Retrospetiva MFA, Retrospetiva Kamal Aljafari e Director’s Cut
It’s a Long Way From Amphioxus | An Unusual Summer
duração total da projeção: 96 min
legendados em inglês e eletronicamente em português | M/12
Kamal Aljafari

Com a presença do realizador
IT’S A LONG WAY FROM AMPHIOXUS
de Kamal Aljafari
Alemanha, 2019 – 16 min

AN UNUSUAL SUMMER
de Kamal Aljafari
Palestina, Alemanha, 2020 – 80 min

O pai de Kamal Aljafari instalou, em 2006, uma câmara virada para a rua de forma a conseguir apanhar quem lhe estaria sempre a danificar o carro. Nessa tentativa, filma o bairro todo, as idas e vindas dos vizinhos, as dinâmicas mundanas em sociedade.

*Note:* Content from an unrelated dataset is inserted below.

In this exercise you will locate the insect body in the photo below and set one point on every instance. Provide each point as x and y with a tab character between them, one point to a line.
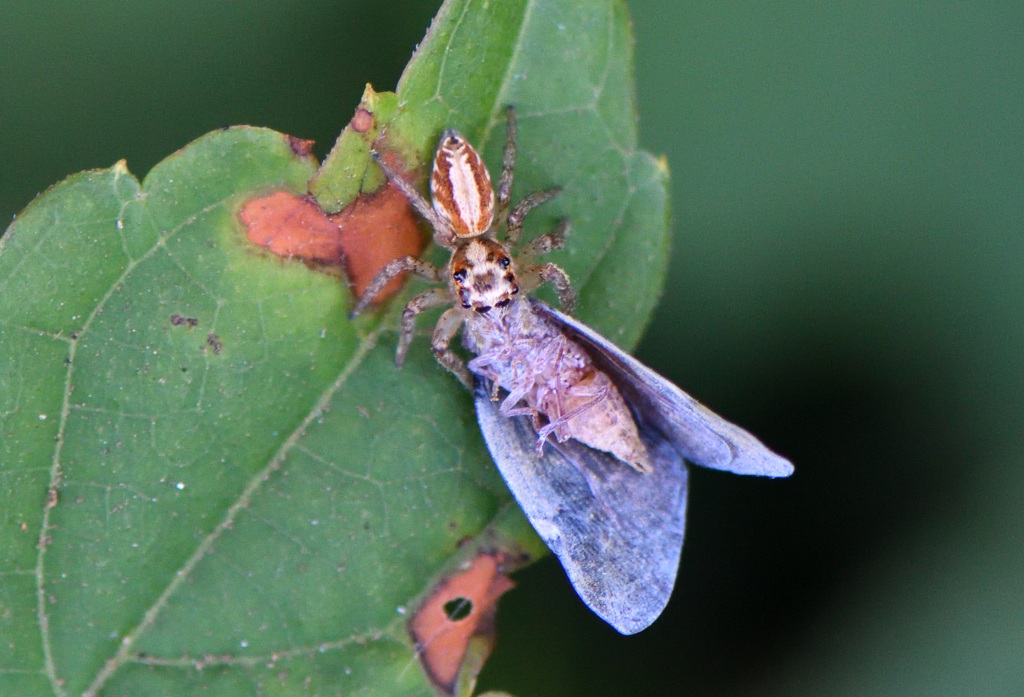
591	442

Depois da morte do pai, o realizador constrói em AN UNUSUAL SUMMER uma narrativa através destas imagens captadas, ilustrando, narrando e contextualizando a vida em Ramla, um distrito palestiniano em Israel apelidado de “gueto”. Em IT’S A LONG WAY FROM AMPHIOXUS, filmado nas salas de espera de instituições de imigração de Berlim, tudo é reduzido a algo estéril e sem empatia pela desumanizante burocracia, tornando pessoas números e histórias de vida em meros dados estatísticos.